Simpulan Dedi juga bertolak pada temuan IPO terkait tokoh politik yang paling didengar dukungan politiknya, dan tokoh itu adalah Jokowi dengan 21,6%.

Tokoh lainnya adalah Megawati Soekarnoputri (14,9%), Jusuf Kalla (9,6%), Ridwan Kamil (5,7%), Sandiaga Uno (3,2%), Susilo Bambang Yudhoyono (2,3%), Susi Pudjiastuti (1,2%), Akhmad Syaikhu (1.0%), dan Khofifah Indar Parawansa (0.9%).

 Dalam persen (%)
Joko Widodo21.6
Megawati Soekarnoputri14.9
Jusuf Kalla9.6
Ridwan Kamil5.7
Sandiaga Uno3.2
Susilo Bambang Yudhoyono2.3
Susi Pudjiastuti1.2
Ahmad Syaikhu1.0
Khofifah Indar Parawansa0.9
Zulkifli Hasan0.4
Airlangga Hartarto0.3
Said Aqil Sirodj0.3

Dengan kata lain, Ganjar dapat dikatakan blunder karena mengkritik tokoh yang paling didengar dukungan politiknya.

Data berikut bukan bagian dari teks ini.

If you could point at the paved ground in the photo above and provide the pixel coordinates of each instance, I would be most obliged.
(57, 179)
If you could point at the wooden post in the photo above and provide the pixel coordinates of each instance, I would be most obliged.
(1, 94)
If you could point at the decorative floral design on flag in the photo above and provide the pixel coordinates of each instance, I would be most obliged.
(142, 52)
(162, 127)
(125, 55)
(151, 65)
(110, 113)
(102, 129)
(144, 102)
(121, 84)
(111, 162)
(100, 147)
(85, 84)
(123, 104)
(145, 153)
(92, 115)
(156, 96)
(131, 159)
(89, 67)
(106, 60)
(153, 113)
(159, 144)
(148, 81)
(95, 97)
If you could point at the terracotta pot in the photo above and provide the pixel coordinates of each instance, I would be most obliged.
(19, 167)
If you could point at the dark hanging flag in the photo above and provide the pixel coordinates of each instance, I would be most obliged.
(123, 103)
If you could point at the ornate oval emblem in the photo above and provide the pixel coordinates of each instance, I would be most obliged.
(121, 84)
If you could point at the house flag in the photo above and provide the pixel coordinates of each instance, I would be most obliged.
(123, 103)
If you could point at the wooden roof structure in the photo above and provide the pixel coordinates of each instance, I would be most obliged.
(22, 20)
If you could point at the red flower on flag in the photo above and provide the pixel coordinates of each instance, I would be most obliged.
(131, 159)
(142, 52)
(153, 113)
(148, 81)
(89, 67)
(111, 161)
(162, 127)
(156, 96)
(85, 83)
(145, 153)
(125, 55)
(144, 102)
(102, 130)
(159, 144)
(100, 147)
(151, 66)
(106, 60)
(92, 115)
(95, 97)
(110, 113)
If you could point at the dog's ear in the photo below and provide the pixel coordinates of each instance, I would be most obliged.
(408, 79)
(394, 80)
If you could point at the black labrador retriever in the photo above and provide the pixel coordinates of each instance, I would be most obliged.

Belakangan, Ganjar memang aktif mengkritik pemerintahan Jokowi.

Baca juga :  The Tale of Budi Gunawan

Terbaru, Ganjar memberi nilai 5 pada aspek penegakan hukum. Kritik itu sebenarnya bisa juga ditafsirkan menyerang cawapresnya sendiri, Mahfud MD yang sekarang menjabat sebagai Menko Polhukam.

***

Hasil temuan IPO sekiranya adalah afirmasi atas riset-riset sebelumnya yang menyebutkan demokrasi Indonesia masih berbasis ketokohan.

Dalam riset yang dilakukan Power Welfare and Democracy (PWD) Universitas Gadjah Mada dan University of Oslo pada tahun 2014, misalnya, ditemukan bahwa demokrasi Indonesia yang terbentuk telah mengarah pada politik berbasis ketokohan.

Temuan itu sekiranya berkorelasi dengan tulisan Cheryl Boudreau yang berjudul The Persuasion Effects of Political Endorsements. Menurut Boudreau, masih kuatnya pengaruh dukungan politik tokoh tertentu diakibatkan oleh keterbatasan akses masyarakat umum dalam mendapatkan informasi politik.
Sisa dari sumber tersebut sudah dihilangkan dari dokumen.